Alfredo Gonzalez and son Jahlil. Bronx, NY, 2011.
Alfredo Gonzalez and son Jahlil. Bronx, NY, 2011. Photograph by Zun Lee
Story Summary:
Father Figure counters the persistent myth of the absent Black father by documenting the quiet, daily realities of African American men and their children. In a cultural landscape often fragmented by polarizing narratives, this project rejects statistical distortions in favor of the ordinary.
From 2011 to 2018, Zun Lee immersed himself in various families across the United States and Canada to witness and document routine, unglamorous moments - braiding hair, navigating bedtime, playing in parks, and comforting toddlers. Building these close-knit, trusted relationships helped Lee reclaim his personal experience with paternal absence and presence.

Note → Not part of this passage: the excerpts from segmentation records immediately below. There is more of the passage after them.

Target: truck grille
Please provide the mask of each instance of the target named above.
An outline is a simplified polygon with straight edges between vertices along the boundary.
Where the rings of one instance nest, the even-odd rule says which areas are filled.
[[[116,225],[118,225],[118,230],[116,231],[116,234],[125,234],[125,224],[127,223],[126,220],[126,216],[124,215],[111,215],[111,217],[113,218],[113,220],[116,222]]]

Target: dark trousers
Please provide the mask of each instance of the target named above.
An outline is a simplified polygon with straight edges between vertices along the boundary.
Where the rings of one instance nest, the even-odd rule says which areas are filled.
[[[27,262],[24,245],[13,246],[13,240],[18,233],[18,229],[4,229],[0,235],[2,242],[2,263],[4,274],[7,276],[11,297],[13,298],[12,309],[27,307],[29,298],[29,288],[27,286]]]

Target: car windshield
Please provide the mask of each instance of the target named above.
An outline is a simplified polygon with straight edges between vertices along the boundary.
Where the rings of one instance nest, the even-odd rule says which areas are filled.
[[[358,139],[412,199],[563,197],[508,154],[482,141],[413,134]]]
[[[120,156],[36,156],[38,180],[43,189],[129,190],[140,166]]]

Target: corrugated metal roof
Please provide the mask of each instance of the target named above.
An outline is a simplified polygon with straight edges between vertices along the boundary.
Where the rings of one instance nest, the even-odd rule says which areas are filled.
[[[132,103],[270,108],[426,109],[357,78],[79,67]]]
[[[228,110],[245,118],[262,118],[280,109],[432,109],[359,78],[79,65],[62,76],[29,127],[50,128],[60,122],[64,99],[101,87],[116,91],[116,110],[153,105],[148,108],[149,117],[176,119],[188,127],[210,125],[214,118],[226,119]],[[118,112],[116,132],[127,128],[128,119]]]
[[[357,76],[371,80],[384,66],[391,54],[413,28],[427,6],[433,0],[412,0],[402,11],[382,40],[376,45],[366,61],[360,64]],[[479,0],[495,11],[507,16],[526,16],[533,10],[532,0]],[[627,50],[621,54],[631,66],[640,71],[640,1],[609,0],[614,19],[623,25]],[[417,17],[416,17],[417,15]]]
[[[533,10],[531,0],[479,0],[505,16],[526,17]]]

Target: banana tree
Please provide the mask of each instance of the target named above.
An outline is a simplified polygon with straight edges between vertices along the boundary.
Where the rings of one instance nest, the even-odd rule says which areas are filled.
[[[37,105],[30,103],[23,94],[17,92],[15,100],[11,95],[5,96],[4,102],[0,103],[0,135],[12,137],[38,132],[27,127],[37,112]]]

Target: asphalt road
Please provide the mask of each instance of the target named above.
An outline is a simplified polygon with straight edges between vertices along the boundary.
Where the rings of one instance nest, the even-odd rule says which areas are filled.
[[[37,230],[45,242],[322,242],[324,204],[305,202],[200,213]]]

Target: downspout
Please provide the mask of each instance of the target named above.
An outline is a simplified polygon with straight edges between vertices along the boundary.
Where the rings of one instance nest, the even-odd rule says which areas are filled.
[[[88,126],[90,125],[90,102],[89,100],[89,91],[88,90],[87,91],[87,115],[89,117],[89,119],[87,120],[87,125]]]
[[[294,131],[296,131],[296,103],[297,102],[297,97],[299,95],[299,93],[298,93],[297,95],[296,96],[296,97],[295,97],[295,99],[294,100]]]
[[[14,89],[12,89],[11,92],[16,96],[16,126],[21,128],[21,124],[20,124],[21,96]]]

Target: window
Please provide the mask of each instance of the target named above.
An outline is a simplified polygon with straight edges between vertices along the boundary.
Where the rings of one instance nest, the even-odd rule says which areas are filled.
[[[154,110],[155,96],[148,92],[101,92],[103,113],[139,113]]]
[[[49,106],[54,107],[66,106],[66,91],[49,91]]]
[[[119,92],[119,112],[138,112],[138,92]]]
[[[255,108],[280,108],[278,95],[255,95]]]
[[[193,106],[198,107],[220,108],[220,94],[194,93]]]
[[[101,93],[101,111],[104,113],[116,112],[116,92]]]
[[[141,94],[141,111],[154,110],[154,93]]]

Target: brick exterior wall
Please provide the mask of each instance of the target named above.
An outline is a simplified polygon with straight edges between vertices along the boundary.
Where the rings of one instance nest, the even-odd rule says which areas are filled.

Collectively, the work reframes a conversation around Black fatherhood that remains trapped in reductive tropes and social media memes. The images do not romanticize or overcompensate. Instead, they focus on the texture of the everyday, stripping away decades of media bias through steady, lived representation. By centering the unremarkable yet vital labor of daily caregiving, the work resists the divisive rhetoric that weaponizes family structures to alienate communities. It anchors the exhibition's themes not in political abstraction, but in the tangible spaces of American household life.